QR codes will act as a key driver of financial services
Created in 1994 to help track vehicles and parts in the manufacturing industry, QR codes have flourished to a completely different level today in countries like Indonesia or China, even if they do not enjoy any popularity in several other countries. QR codes have positioned themselves as a key component in digital payments, with startups betting on them for offering payment options. Pundi Pundi, a young company registered in Hong Kong, for instance, is one of these startups proposing scan-to-pay service which is rather similar to giant’s Alipay app. Pundi Pundi goes the extra mile by offering micro-credit systems as well, allowing users keep a balance of $40. The app may be used for payment at over 600 merchants including stores, noodle sellers, and hawker centers too. Further plans include supporting payment for electricity and other household bills. The rise in the adoption of QR codes is poised to drastically boost access to financial services this year.

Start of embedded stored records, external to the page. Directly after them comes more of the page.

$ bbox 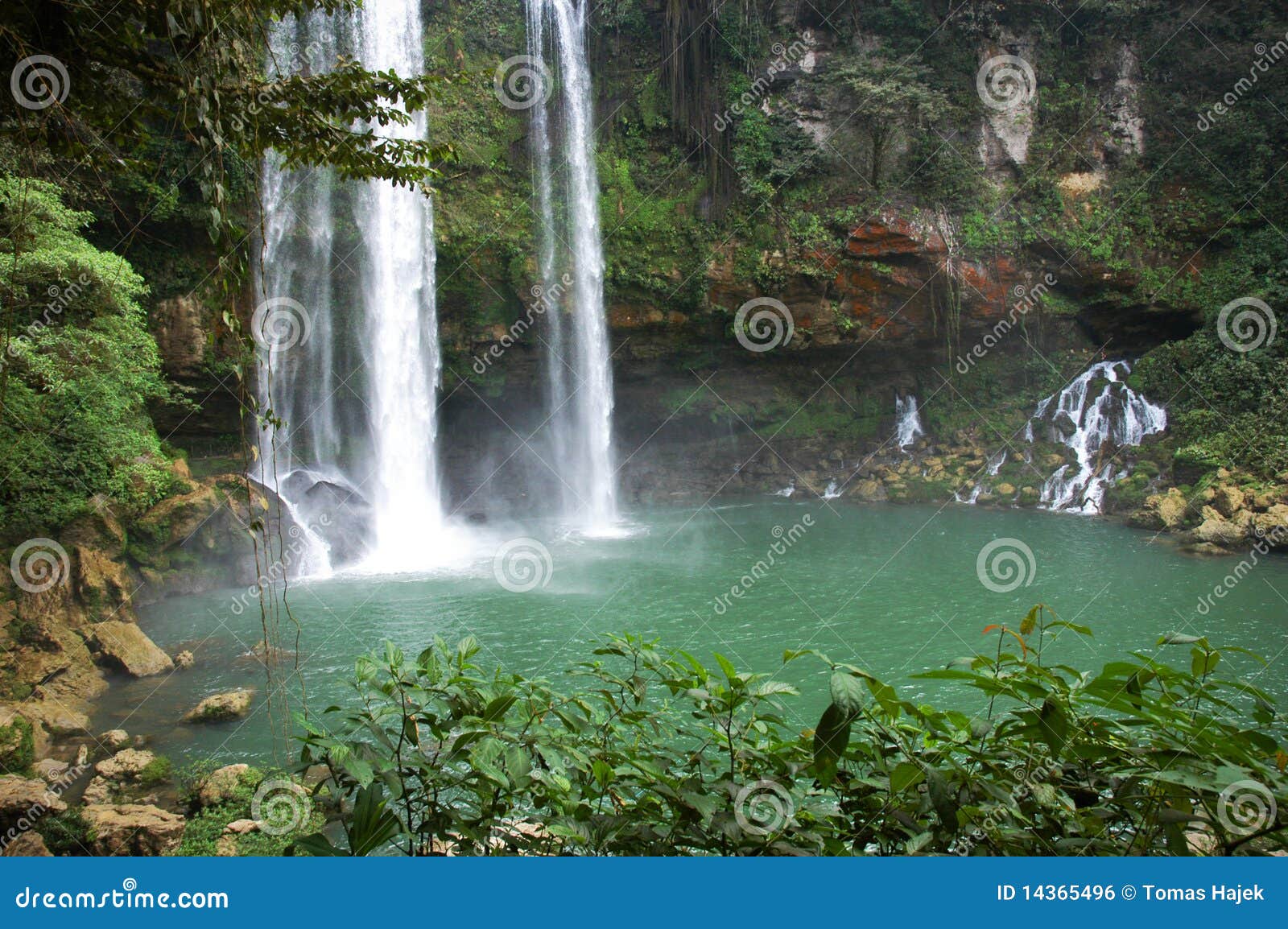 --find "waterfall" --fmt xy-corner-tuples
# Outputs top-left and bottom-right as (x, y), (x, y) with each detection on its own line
(251, 13), (339, 576)
(528, 0), (617, 531)
(356, 0), (443, 569)
(1026, 361), (1167, 513)
(254, 0), (447, 572)
(894, 394), (926, 448)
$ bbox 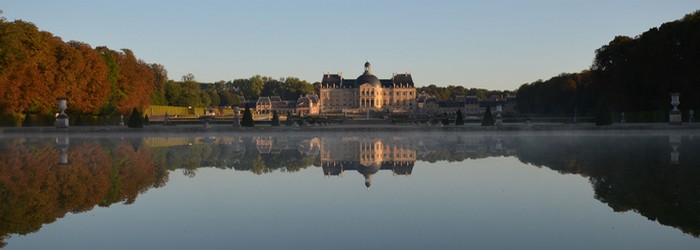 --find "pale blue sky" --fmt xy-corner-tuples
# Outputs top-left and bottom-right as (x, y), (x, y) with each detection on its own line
(0, 0), (700, 90)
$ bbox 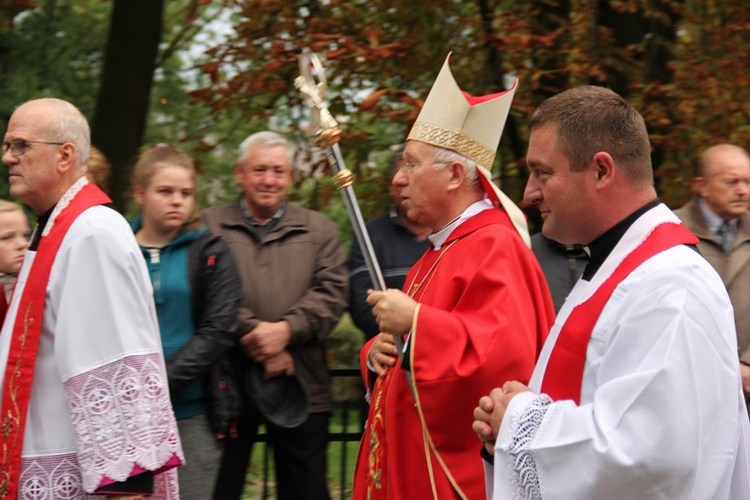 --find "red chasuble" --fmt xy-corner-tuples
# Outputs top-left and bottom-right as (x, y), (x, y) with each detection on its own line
(0, 184), (111, 498)
(541, 223), (698, 404)
(353, 209), (554, 499)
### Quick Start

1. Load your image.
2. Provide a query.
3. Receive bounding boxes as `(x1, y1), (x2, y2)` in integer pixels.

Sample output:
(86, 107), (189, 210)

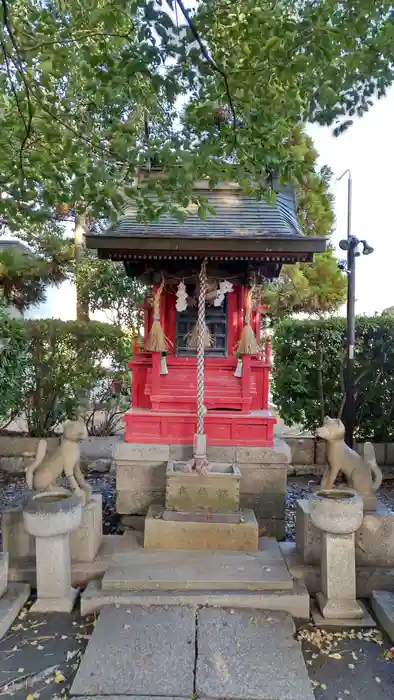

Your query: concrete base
(371, 591), (394, 642)
(316, 593), (364, 620)
(81, 581), (310, 620)
(296, 499), (394, 567)
(0, 552), (8, 598)
(31, 588), (79, 613)
(2, 493), (102, 562)
(144, 505), (259, 552)
(311, 601), (376, 630)
(0, 583), (30, 639)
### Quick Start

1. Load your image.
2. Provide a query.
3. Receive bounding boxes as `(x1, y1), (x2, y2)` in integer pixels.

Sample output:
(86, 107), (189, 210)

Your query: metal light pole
(338, 170), (373, 447)
(338, 169), (356, 447)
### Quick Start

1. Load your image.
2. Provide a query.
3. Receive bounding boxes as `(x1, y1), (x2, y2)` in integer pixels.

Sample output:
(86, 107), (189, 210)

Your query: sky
(27, 87), (394, 320)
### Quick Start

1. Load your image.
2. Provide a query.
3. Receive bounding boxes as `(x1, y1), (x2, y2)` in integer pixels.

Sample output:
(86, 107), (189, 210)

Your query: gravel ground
(0, 472), (394, 542)
(0, 473), (394, 700)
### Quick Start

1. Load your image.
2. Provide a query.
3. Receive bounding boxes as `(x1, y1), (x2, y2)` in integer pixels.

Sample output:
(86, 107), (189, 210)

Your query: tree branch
(1, 0), (33, 192)
(175, 0), (237, 151)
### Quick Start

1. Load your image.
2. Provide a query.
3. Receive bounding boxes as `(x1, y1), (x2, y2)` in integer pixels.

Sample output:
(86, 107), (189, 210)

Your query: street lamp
(338, 170), (373, 447)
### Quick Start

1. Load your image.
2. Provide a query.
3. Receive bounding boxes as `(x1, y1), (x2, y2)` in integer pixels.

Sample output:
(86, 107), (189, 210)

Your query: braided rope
(197, 260), (208, 435)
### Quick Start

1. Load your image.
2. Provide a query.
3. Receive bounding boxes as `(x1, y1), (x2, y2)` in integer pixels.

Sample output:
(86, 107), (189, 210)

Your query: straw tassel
(145, 278), (170, 352)
(236, 289), (260, 356)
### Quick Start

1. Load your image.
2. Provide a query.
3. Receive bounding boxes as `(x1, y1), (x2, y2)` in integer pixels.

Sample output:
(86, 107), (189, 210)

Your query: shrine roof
(105, 188), (303, 237)
(86, 183), (326, 257)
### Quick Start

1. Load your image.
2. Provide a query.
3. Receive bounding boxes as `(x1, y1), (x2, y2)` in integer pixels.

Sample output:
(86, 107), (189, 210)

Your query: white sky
(27, 87), (394, 320)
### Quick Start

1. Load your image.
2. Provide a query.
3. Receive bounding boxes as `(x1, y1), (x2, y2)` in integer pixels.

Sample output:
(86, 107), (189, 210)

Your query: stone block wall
(114, 441), (291, 539)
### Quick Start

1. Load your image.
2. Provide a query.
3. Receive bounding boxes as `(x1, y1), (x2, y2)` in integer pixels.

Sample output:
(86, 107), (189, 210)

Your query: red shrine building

Indonesia is spreading the necessary framework to become a mobile payment leader
Indonesia is seen as one of the fastest-growing mobile commerce markets in the world. This year, experts are predicting a drastic shift to overhaul the country as one of the top countries in the adoption of mobile payment. Behind this imminent surge, one of the main drivers is consumer willingness. A survey conducted by FT Confidential Research revealed that consumers are more than ever ready to embrace mobile payment in their everyday transactions. In Java the adoption rate is high. The island’s trends are always seen as decisive as in 2016 it generated about 58.5% of Indonesia’s GDP in 2016 on its own.
Another principal driver is income levels. Consumers in the middle-income category and higher, that is those earning more than $4,400 (Rp60m) yearly, form the segment adopting mobile payment rapidly: the adoption rate was more than 46%.
The launch of Go-Pay and T-Cash, the e-wallet services from, respectively, Go-Jek, Indonesia’s first unicorn start-up, and Telkomsel, the country’s largest mobile phone operator have also helped in making the adoption rate promising. Bank Indonesia, the only authority on payment systems, has been very quick to adapt and react to the mobile payment trend, giving licenses to over 26 institutions for the issuing of e-money. Out of these licenses, 11 were given to banks while others went to fintech companies. Indeed, the required regulatory support has been favorable for positive competition between telecom companies, tech startups and banks.